Mapping MHC-encoded susceptibility and resistance in primary sclerosing cholangitis: the role of MICA polymorphism.
Norris S., Kondeatis E., Collins R., Satsangi J., Clare M., Chapman R., Stephens H., Harrison P., Vaughan R., Donaldson P.
BACKGROUND & AIMS: Recent studies suggest that major histocompatibility complex-encoded susceptibility to primary sclerosing cholangitis (PSC) maps to the HLA B-TNFA region on chromosome 6p21.3. METHODS: The present study uses a standard polymerase chain reaction protocol to investigate the 16 common alleles of the MICA locus as candidates in 2 patient populations (King's College Hospital, London, and John Radcliffe Hospital, Oxford). RESULTS: The MICA*002 allele was found in 4 of 62 (6.4%) patients and none of 50 patients vs. 41 of 118 (35%) controls (pc = 0.00018, odds ratio [OR] = 0.12, and P = 0.0000016, OR = 0.0, respectively). Overall, the MICA*008 allele was more common in PSC (gene frequency 66% vs. 48% of controls, P = 0.0023, OR = 2.11).
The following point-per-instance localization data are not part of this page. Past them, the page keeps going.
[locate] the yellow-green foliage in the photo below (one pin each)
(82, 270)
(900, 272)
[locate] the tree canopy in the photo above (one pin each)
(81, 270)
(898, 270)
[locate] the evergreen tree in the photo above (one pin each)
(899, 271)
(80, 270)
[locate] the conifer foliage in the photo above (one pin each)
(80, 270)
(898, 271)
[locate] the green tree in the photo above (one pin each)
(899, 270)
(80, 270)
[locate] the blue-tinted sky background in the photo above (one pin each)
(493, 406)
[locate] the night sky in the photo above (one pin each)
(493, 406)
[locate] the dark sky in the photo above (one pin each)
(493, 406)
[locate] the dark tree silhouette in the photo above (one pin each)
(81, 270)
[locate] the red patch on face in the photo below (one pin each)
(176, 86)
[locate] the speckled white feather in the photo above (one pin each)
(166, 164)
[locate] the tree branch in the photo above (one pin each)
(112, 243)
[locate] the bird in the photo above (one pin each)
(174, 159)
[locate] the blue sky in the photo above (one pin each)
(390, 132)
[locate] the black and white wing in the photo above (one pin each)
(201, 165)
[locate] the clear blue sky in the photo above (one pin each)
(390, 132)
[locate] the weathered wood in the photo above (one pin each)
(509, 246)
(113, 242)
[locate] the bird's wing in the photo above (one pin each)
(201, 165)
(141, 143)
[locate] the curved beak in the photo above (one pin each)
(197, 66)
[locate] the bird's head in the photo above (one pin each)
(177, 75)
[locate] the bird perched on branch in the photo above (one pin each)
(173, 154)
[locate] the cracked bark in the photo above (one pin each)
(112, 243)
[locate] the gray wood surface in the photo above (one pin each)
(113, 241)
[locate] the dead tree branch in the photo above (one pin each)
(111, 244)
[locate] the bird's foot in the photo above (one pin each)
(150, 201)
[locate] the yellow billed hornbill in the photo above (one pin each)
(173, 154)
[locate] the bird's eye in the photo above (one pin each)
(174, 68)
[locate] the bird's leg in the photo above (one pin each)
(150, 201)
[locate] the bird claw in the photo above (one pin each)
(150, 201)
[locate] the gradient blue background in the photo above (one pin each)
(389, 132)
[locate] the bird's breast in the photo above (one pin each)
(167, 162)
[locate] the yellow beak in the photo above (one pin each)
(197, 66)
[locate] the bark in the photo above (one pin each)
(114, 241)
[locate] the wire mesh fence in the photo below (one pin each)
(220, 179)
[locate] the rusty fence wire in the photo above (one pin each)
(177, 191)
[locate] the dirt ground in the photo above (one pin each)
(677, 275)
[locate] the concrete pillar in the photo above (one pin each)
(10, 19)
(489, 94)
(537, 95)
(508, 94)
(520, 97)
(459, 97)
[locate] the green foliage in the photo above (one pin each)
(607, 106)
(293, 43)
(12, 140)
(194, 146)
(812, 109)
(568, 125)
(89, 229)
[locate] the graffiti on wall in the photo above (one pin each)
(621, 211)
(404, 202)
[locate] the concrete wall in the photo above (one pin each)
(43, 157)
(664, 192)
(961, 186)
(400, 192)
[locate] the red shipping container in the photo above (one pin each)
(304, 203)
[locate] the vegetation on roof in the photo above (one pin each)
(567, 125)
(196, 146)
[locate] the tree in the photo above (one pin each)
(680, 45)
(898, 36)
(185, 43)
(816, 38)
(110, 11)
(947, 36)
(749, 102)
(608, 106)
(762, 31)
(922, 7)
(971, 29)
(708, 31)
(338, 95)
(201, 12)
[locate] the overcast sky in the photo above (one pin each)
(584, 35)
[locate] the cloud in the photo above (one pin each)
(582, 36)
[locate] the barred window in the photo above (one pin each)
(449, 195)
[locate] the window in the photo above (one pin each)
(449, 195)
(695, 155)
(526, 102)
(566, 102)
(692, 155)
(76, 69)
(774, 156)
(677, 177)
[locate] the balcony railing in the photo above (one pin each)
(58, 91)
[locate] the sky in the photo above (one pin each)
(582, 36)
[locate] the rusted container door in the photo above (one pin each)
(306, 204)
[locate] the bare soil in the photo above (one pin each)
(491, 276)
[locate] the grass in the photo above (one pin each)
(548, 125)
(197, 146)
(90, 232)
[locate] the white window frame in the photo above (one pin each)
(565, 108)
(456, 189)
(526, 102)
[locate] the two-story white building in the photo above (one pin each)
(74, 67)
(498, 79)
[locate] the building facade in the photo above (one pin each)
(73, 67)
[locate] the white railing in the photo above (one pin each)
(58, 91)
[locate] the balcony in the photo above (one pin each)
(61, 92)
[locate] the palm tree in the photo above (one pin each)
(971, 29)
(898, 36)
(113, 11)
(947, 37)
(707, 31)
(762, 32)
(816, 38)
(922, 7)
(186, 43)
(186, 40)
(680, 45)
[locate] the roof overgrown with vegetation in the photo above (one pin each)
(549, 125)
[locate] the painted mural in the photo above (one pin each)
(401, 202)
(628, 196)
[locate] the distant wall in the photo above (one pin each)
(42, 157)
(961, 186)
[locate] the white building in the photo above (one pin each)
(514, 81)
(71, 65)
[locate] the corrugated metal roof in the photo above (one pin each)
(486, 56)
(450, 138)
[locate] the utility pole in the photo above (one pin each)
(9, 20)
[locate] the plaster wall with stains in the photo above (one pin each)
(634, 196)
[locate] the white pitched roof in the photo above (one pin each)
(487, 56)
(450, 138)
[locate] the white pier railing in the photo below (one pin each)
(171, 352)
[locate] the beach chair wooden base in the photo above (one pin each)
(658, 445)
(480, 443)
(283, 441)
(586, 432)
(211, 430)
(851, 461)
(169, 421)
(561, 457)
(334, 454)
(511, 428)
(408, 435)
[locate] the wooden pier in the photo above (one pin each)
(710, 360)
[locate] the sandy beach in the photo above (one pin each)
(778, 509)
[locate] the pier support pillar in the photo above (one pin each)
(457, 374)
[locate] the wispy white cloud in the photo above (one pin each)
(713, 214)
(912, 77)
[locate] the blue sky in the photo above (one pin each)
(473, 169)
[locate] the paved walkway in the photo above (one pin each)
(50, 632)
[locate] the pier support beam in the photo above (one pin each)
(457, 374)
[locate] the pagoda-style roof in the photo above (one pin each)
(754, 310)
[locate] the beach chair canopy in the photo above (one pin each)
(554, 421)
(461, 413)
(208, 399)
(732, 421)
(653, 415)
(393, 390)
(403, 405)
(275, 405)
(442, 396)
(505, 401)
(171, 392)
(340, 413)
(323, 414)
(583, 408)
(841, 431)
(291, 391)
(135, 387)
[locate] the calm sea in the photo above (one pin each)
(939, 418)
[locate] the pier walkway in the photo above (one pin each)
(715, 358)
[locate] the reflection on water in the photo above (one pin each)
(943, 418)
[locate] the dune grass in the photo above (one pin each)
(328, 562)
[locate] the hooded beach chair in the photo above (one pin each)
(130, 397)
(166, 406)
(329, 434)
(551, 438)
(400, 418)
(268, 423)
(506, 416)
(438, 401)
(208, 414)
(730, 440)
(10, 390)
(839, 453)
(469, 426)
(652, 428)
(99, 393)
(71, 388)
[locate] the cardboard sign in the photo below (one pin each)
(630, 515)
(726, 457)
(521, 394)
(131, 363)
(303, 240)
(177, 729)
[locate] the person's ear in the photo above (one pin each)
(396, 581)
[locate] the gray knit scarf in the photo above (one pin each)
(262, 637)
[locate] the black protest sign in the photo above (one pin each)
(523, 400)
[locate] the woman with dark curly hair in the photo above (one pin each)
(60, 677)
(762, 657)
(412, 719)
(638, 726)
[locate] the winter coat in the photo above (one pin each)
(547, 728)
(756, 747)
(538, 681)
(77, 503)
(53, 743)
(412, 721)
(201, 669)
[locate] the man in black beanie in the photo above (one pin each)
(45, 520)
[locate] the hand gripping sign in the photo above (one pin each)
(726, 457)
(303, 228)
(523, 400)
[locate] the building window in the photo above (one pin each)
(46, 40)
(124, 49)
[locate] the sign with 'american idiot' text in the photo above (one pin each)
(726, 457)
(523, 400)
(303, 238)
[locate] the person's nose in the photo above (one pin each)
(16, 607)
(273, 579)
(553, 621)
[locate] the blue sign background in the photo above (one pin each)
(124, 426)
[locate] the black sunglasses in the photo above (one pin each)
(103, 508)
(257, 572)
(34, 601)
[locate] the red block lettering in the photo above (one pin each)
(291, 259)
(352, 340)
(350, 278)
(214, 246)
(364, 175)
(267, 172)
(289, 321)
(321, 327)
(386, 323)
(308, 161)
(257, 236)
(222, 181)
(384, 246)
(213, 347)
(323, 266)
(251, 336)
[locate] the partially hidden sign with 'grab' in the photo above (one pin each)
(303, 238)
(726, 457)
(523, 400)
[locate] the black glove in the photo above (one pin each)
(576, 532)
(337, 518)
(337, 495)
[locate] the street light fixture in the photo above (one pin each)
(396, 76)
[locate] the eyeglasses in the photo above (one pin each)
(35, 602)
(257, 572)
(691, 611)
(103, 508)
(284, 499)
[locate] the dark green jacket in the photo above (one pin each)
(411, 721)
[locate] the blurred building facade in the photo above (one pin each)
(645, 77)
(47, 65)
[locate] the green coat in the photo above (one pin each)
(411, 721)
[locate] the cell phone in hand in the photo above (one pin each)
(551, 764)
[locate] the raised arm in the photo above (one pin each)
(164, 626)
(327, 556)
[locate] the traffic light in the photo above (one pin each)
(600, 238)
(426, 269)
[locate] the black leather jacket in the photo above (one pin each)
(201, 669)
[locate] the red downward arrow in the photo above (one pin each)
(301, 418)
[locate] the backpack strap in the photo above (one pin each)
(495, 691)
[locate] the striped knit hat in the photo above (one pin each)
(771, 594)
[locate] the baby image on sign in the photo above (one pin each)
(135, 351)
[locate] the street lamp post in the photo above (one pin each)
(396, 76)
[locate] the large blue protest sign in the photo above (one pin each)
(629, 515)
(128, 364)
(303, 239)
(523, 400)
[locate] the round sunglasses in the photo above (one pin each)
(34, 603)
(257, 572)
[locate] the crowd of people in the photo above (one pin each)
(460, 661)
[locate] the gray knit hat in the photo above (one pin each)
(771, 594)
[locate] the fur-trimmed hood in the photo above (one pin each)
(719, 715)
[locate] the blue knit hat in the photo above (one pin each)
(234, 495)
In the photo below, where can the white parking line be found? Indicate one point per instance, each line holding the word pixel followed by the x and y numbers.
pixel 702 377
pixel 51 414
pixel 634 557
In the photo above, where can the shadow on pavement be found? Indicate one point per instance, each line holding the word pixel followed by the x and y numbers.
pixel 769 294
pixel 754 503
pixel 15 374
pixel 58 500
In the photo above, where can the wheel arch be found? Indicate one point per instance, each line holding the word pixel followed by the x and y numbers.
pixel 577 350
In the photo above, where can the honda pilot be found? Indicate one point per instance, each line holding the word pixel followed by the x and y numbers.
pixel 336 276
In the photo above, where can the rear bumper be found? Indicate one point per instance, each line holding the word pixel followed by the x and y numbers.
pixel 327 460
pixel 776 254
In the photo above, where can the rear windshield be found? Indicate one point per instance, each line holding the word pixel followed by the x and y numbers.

However, unlike MICA*002 in which the difference was a result of the absence of MICA*002 heterozygotes, the MICA*008 association may be caused by an increased frequency of MICA*008 homozygosity in patients (58% vs. 22%, pc = 0.000015, OR = 5.01 and 58% vs. 22%, P = 0.0000056, OR = 4.51, respectively). Though MICA*008 is found on the ancestral 8.1 haplotype, stratification analysis indicates that this association is independent of B8 and other HLA haplotypes associated with PSC. CONCLUSIONS: The MICA*002 allele has a strong dominant effect in reducing the risk of PSC, whereas the increased risk of disease associated with MICA*008 may be a recessive effect requiring 2 copies of the MICA*008 allele.